Pruning in artificial intelligence particularly in deep learning, refers to the systematic removal of parts of a neural network (such as weights, neurons, or even layers) that contribute little to the model’s performance. The main goal is to make the model smaller, faster, and more efficient while maintaining similar accuracy or predictive capabilities.
Why Pruning Is Used:
- Reduce model size: Pruning decreases the number of parameters, making the model easier to store and deploy, especially on edge devices like smartphones or IoT sensors.
- Speed up inference: Fewer parameters mean fewer computations during prediction, which leads to faster response times.
- Lower energy consumption: Pruned models use less computational power, which is useful for both sustainability and hardware constraints.
- Combat overfitting: By eliminating redundant or weak connections, pruning can help the model generalize better on unseen data.
How It Works:
- Train a full model to achieve baseline performance.

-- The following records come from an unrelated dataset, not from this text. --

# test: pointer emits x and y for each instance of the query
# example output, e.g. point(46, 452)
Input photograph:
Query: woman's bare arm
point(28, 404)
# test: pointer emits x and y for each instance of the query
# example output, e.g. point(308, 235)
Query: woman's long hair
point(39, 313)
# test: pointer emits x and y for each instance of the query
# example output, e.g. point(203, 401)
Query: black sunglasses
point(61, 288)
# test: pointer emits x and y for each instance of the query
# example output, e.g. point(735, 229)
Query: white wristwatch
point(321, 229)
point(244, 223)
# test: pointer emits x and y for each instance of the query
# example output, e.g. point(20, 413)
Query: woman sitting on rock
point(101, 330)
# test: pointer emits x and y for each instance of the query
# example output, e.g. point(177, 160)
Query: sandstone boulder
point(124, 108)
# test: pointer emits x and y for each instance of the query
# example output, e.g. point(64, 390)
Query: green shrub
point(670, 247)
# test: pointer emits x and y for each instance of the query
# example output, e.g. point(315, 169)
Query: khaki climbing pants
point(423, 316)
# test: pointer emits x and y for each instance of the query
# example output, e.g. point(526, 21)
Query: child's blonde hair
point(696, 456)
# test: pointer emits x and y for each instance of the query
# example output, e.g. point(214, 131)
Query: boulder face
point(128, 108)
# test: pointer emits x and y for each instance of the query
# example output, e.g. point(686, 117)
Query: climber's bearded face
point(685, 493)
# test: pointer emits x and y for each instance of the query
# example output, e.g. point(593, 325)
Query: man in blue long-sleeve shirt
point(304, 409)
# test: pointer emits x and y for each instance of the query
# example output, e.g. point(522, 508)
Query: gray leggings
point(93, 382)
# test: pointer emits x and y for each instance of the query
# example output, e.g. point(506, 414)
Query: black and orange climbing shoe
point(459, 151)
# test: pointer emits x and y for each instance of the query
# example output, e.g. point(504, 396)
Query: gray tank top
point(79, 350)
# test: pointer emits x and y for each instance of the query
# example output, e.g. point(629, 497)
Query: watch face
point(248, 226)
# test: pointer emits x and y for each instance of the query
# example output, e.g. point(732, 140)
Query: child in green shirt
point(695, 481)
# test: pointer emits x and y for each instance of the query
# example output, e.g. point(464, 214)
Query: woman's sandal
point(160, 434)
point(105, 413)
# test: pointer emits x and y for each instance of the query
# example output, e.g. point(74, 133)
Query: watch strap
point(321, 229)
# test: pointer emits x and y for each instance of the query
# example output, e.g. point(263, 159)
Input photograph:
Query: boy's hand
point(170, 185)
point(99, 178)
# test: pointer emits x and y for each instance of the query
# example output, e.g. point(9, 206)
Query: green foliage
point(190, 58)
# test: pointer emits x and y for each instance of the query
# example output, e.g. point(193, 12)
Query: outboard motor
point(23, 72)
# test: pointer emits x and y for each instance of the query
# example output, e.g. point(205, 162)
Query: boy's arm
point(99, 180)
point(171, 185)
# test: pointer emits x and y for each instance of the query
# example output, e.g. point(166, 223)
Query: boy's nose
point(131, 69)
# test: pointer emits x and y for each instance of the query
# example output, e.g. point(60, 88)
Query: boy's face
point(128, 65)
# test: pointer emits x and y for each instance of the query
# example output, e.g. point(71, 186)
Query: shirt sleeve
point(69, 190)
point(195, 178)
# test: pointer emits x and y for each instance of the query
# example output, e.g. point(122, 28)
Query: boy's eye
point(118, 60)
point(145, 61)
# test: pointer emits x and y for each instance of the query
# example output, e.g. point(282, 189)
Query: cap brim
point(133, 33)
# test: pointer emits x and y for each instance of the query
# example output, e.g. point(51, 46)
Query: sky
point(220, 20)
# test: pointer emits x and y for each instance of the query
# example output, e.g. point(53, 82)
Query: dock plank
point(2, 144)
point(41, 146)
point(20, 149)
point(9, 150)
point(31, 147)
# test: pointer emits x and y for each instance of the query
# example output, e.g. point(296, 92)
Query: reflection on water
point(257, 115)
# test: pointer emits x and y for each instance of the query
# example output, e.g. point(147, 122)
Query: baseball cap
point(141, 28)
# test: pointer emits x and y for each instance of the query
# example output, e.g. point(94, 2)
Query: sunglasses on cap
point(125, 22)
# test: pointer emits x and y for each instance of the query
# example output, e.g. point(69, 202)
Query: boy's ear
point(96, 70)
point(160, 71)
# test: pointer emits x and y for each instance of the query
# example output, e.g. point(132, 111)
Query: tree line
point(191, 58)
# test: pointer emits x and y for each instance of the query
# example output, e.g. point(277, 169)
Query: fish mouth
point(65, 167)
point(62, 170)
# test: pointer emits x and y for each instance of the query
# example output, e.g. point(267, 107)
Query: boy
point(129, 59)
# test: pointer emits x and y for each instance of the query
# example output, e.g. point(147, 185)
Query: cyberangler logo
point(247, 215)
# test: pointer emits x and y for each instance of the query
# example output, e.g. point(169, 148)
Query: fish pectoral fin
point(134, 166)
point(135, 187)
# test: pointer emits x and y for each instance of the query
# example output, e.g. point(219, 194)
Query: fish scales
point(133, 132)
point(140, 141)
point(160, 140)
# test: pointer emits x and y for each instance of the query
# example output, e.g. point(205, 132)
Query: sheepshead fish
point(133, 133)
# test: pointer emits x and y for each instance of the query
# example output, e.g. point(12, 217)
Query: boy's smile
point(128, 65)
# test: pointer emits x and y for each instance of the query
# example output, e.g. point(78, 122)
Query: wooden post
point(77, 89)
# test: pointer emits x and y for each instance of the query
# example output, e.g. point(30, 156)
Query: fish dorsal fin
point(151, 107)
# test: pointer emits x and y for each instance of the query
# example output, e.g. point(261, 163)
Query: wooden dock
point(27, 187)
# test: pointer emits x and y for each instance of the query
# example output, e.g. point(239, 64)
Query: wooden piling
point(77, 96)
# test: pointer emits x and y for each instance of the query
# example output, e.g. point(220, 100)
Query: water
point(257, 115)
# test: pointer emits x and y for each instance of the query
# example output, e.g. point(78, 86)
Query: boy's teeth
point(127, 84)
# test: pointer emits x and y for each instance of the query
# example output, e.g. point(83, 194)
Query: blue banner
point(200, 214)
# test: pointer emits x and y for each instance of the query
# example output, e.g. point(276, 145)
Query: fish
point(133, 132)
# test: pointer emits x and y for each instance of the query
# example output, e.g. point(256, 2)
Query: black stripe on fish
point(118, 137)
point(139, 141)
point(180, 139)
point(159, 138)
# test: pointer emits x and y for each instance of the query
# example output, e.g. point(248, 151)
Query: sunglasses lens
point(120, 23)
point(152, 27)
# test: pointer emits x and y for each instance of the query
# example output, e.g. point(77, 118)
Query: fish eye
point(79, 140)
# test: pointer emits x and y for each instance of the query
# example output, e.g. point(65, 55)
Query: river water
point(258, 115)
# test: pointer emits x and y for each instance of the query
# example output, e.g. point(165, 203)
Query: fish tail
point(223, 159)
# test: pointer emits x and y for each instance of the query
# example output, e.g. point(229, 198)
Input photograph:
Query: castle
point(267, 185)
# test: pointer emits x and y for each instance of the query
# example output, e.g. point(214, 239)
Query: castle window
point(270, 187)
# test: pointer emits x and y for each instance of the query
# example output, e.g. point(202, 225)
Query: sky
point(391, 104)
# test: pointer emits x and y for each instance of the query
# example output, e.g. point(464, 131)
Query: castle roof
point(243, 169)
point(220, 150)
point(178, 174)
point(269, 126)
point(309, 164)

- Evaluate the importance of individual weights, neurons, or filters using metrics like magnitude (L1/L2 norm) or gradient-based scores.
- Remove (prune) the least important ones based on a threshold or target sparsity.
- Fine-tune or retrain the model to recover any lost accuracy.
Types of Pruning:
- Weight pruning: Removes specific weights (connections) in the network.
- Neuron pruning: Eliminates entire neurons or filters (in CNNs).
- Structured pruning: Removes entire channels, layers, or blocks for better hardware compatibility.
- Dynamic pruning: Prunes during training instead of after.
Pruning is commonly used in combination with other techniques like quantization or knowledge distillation to further optimize models for production use.